Teen Sentenced To 18 Years For Killing Stranger Eighteen-Year-Old Blames Drugs; Couldn’t Recall If Gun Was Loaded

Jerome Grant has a drug problem.

He was strung out on methamphetamine, hadn’t slept for eight days and was unable to remember whether the shotgun he carried was loaded on Aug. 6, 1995.

But a Spokane County Superior Court judge said none of that explains why Grant, 18, shot and killed a stranger.

The high school dropout pleaded guilty to second-degree murder Thursday.

“When you take a shotgun, Mr. Grant, with shells that go with it, you are stepping into real trouble,” Judge Thomas Merryman said.

He sentenced Grant to 18 years in prison - the maximum recommended by sentencing guidelines.

The shooting occurred when a friend asked Grant to help him collect a debt from Dennis Rose, who lived off Garland Avenue on the North Side. The friend, Dale Tomlinson, asked Grant to come with him “as enforcement” if Rose refused to pay.

When they arrived, Rose, 33, saw Grant’s gun and grabbed Tomlinson, holding a knife to his neck.

Tomlinson broke free and bumped Grant’s leg, causing the gun to go off, according to Grant.

He called the shooting an accident that never would have happened if not for his drug addiction.

Defense attorney Scott Mason asked for a 10-year sentence. Until now, Grant has only been arrested for misdemeanors, Mason argued.

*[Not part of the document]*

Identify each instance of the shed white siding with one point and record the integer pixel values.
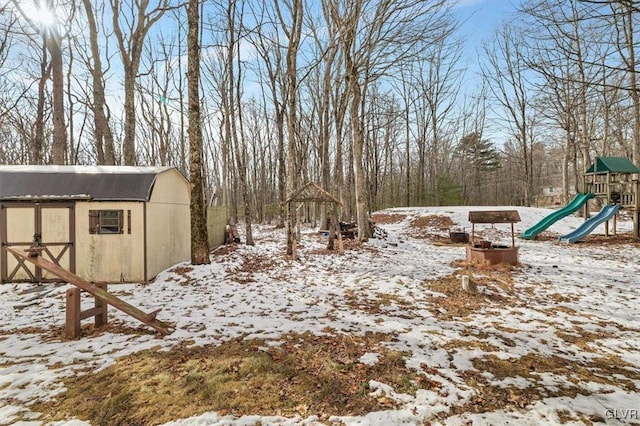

While a dozen relatives spoke on the teenager’s behalf, Grant sobbed before the judge. His family described him as a scared young man who needs help finding his way.

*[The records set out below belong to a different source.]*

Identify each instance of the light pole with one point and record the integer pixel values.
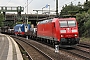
(49, 10)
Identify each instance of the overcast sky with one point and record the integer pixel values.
(38, 4)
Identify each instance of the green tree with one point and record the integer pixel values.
(1, 20)
(70, 10)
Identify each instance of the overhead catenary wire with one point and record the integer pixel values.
(8, 2)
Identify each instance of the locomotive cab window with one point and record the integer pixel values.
(67, 23)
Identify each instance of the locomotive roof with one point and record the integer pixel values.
(45, 21)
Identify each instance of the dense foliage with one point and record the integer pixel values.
(1, 19)
(82, 14)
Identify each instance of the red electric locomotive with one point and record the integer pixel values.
(61, 30)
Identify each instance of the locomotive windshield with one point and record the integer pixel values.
(67, 23)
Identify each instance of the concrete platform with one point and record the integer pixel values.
(9, 49)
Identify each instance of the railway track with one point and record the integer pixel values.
(34, 52)
(81, 50)
(78, 51)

They begged Merryman to go easy on him.

“He is so loved,” said Rick Grant, an uncle. “He wants to get help and get an education and turn his life around. He is remorseful, and redeemable.”

Merryman didn’t see it that way.

“This was no accident, folks,” he said. “If anything, this event was predictable…A man is dead because you took a gun and fired it and now it’s irreversible.”